In my own hands: a medium-term approach towards self-reliance and resilience of Syrian refugees and host communities in Jordan

San Lau, L., Samari, G., Guyer, S., Al-Salman, Y. and Zard, M.
56 pp
Date published
01 Jan 2020
Research, reports and studies
Livelihoods, Host Communities, Syria crisis
Syria, Jordan

The Syrian conflict is now entering its ninth year, calling for innovative and durable solutions to address the needs of Syrian refugees and host countries in the midst of a protracted crisis. Since 2011, an estimated 5.6 million Syrian refugees have fled to neighboring countries of Lebanon, Turkey, and Jordan. Jordan hosts an estimated 654,568 Syrian refugees, comprising about 10% of the country’s population. A total of 2.7 million refugees reside in Jordan, including Iraqis, Yemenis, Sudanese and Palestinians, making it the world’s second largest refugee-hosting country per inhabitants. In a region in turmoil, Jordan’s relative political stability has made it a haven for people seeking safety and security. Humanitarian organizations have been serving Syrians in Jordan since the beginning of the war.
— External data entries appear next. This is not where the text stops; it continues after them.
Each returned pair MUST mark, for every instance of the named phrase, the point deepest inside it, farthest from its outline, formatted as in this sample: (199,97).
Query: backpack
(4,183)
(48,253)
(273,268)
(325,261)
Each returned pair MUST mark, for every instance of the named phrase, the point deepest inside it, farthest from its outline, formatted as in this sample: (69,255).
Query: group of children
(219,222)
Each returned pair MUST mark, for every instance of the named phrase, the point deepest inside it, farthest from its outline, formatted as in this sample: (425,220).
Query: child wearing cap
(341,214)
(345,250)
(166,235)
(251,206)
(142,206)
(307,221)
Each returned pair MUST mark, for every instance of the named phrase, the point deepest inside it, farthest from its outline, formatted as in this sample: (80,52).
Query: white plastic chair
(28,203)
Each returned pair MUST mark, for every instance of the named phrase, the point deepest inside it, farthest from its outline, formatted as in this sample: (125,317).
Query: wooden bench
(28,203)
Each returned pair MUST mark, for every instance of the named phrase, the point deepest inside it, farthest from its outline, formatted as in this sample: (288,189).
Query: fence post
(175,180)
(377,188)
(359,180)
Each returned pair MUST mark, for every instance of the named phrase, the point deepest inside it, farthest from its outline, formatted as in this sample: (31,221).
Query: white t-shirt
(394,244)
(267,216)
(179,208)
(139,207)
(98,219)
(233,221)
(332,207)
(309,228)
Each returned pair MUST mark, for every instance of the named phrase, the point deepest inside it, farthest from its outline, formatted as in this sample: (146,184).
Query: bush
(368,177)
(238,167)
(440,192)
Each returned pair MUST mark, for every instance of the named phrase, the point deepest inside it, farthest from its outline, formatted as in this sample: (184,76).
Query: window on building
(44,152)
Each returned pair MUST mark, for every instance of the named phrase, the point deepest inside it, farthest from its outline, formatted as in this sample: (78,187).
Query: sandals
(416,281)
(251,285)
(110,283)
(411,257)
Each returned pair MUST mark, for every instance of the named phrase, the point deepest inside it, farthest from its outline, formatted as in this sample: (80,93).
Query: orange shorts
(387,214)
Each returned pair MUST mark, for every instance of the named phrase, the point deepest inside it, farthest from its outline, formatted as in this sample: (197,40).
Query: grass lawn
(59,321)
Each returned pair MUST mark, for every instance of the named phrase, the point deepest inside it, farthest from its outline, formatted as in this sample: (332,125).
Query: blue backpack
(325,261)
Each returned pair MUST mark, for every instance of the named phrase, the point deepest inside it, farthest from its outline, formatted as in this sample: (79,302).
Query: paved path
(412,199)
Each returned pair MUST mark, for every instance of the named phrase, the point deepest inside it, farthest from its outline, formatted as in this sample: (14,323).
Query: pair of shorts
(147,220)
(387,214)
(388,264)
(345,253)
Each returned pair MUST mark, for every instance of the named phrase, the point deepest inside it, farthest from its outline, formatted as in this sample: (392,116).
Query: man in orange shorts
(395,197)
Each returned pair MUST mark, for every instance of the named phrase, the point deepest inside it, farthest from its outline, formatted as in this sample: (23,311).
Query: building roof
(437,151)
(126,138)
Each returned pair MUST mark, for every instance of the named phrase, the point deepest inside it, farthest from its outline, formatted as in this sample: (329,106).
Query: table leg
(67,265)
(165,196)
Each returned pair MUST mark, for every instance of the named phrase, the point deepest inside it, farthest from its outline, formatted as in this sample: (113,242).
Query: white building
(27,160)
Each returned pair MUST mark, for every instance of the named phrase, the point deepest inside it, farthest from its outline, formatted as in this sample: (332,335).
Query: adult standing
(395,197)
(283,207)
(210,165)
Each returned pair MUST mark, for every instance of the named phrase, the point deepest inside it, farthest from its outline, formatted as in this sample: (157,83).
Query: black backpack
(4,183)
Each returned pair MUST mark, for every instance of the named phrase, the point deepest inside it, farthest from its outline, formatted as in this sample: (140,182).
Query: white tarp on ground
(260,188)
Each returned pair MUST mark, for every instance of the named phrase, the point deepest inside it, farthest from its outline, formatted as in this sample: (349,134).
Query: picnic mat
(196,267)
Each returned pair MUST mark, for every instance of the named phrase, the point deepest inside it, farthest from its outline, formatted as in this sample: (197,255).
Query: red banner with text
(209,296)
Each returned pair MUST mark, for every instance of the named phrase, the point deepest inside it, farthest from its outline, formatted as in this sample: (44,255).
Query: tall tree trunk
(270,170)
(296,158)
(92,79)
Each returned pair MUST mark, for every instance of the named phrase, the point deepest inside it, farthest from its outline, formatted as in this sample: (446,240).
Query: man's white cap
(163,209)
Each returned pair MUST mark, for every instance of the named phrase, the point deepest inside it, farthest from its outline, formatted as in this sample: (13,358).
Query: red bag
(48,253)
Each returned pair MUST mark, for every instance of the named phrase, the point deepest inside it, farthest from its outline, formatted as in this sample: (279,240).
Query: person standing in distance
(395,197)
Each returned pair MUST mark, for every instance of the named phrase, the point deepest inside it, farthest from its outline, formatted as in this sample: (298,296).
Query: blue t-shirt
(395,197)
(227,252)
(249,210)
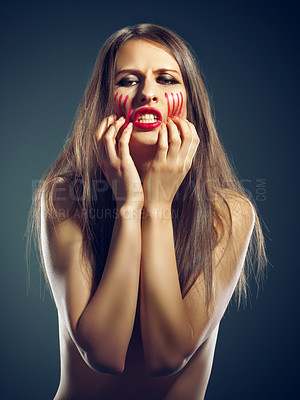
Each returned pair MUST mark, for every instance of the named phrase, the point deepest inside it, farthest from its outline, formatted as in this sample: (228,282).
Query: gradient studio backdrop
(248,52)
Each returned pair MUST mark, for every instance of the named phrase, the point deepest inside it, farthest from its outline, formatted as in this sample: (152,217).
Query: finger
(174,140)
(195,142)
(123,144)
(186,138)
(104,125)
(162,147)
(109,139)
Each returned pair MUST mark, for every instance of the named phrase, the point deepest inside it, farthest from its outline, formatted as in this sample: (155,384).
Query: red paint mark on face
(177,103)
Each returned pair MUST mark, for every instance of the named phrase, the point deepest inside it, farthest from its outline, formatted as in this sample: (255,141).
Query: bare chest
(78,381)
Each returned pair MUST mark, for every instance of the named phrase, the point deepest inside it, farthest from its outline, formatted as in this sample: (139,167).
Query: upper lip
(147,110)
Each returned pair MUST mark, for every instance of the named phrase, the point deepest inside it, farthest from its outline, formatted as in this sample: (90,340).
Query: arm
(100,325)
(173,328)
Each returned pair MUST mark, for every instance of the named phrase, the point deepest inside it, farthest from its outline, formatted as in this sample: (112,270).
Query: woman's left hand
(177,144)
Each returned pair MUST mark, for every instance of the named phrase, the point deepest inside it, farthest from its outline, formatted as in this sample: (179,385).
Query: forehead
(141,54)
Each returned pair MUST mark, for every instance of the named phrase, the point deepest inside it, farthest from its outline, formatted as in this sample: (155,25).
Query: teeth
(147,118)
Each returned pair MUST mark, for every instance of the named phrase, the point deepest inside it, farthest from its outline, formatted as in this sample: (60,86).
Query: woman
(143,227)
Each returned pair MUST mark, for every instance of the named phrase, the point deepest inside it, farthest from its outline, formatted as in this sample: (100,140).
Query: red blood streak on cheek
(167,97)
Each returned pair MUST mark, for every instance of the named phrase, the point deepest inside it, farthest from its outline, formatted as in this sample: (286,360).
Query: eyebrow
(134,71)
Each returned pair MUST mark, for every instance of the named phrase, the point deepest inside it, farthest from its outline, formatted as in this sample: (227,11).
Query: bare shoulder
(238,216)
(61,230)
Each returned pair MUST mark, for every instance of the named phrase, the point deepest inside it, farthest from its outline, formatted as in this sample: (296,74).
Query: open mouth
(147,118)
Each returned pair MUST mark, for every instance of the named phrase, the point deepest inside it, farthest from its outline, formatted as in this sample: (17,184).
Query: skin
(138,302)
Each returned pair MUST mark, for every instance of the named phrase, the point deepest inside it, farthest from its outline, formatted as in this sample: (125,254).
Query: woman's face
(148,88)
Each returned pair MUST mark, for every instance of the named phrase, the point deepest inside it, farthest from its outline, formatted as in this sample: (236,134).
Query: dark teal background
(248,52)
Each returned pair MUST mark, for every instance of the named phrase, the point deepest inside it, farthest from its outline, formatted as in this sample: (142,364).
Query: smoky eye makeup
(167,79)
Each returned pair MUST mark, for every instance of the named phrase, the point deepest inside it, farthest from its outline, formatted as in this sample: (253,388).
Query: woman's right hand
(117,164)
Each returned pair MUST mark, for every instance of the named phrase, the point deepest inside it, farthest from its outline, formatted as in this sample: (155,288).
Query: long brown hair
(194,209)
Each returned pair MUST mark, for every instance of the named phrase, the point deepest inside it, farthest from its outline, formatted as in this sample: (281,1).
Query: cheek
(123,106)
(175,103)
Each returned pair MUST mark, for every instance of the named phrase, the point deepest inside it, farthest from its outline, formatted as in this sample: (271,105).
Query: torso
(79,382)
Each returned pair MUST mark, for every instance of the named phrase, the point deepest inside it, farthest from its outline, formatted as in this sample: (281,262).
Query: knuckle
(163,146)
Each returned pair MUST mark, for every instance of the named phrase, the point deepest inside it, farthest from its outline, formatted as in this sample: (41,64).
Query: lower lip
(147,126)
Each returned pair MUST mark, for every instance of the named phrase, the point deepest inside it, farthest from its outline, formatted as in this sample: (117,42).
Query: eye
(167,80)
(127,81)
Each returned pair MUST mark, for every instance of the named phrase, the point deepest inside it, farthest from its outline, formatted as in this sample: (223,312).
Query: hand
(116,163)
(171,163)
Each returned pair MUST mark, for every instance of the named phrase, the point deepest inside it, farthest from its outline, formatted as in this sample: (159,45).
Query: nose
(148,92)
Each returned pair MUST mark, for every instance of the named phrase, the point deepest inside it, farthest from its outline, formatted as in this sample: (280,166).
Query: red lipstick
(147,125)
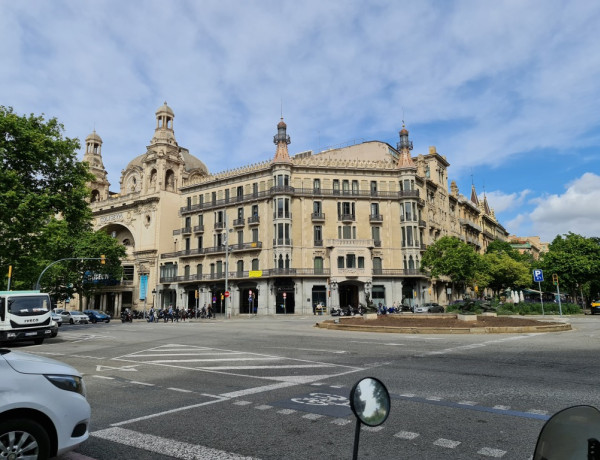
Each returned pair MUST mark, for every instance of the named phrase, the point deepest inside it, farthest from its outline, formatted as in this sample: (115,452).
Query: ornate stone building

As the prospect of significant returns to Syria seems ever more remote, there is common agreement that current refugee assistance programs – which are not designed for protracted conflicts – need to adapt and transition to addressing medium- and longer-term needs. This requires attention to how to foster Syrian refugees’ self-reliance in a manner that promotes resilience and social cohesion with host communities. This is the central purpose of this report, which takes three critical areas – education, livelihoods and social assistance – as the lens through which to examine policy and practice in this area.

This research sought to:

1. Critically ascertain how current policies, aid structures and humanitarian programs in Jordan address the development of refugee self-reliance and resilience in their programming;

2. Evaluate institutional ways of working, aid governance, service provision within nongovernmental organizations (NGO), and resilience-building to generate lessons learned to address the needs and concerns of Syrians and host communities;

3. Make practical recommendations on supporting Syrian refugees’ and host communities’ selfreliance, quality of asylum, and access to services in the medium-term.